I was a time-bomb ticking with anticipation.

The Elder’s behavior was stable at school, but was erratic at home and church for those 10 days.

I tried not to connect the two, but if the shoe fits…. (pun intended)

The stress culminated into a bloody mess on the day before showtime. I got a call at 8:30am from the school. The Elder was suffering from nosebleeds that they could not stop – a sure sign of stress. I picked him up from school, followed our normal “sick” protocol of no TV, computer, or video games and only Chicken Soup – just to reinforce that early dismissal is not a free ride. He took a nap, which I’m sure he sorely needed with the daylight savings time change, and then he beat the tar out of me in Monopoly. Probably just the respite he needed.


Flashback:
The performance sounded wonderful from the corner of the now-empty cafeteria. The principal walked through and gave us a hearty wave. Bless her. The Elder was walking around and around and around and around the table. Sometimes he stopped when he recognized a song. And then continued his solo performance around the table. It could have been worse…right?
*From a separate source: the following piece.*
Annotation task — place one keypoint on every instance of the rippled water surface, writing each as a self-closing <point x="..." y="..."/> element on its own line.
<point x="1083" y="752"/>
We arrived 50 minutes early this time. In plenty of time for us to get prime parking him to pick out a prime seat (we didn’t have reserved seats this time) and to touch every square inch of the risers. He was running all over the set very comfortably, getting familiar with the various views from the risers, memorizing where cables haphazardly lined the floors so he didn’t fall on his face, picking out all his favorite vendors from the banners on the wall (Menchie’s, for one). I ran into his homeroom teacher and we headed off to our “assignment.”

“It’s time for you to help me with the programs!” I didn’t have to chase him too too much. I emphatically said that I was not going to chase him around this gym any more, and he hid behind some decorations.

It didn’t happen. He didn’t perform behind the tallest person. He didn’t pass out programs. He did at least eventually go get a program for himself from a door greeter. I hope that counts toward his grade.

He didn’t remove his shoes, and most importantly, he didn’t hurt anyone. Well, my legs were sore from being a human “squeeze machine.” (He sat on the floor between my legs and I secured him Temple-Grandin-squeeze-machine style.)

The best part of all? His teacher assured me that his participation wasn’t a big deal, she just wanted the family to enjoy the show. And we did. (The Elder through the lenses of the camera – great calming trick, btw) That very same teacher walked away that night with some sort of “Greatest Teacher on Planet Earth” award. Very well deserved.


So…how shall I prepare for next year?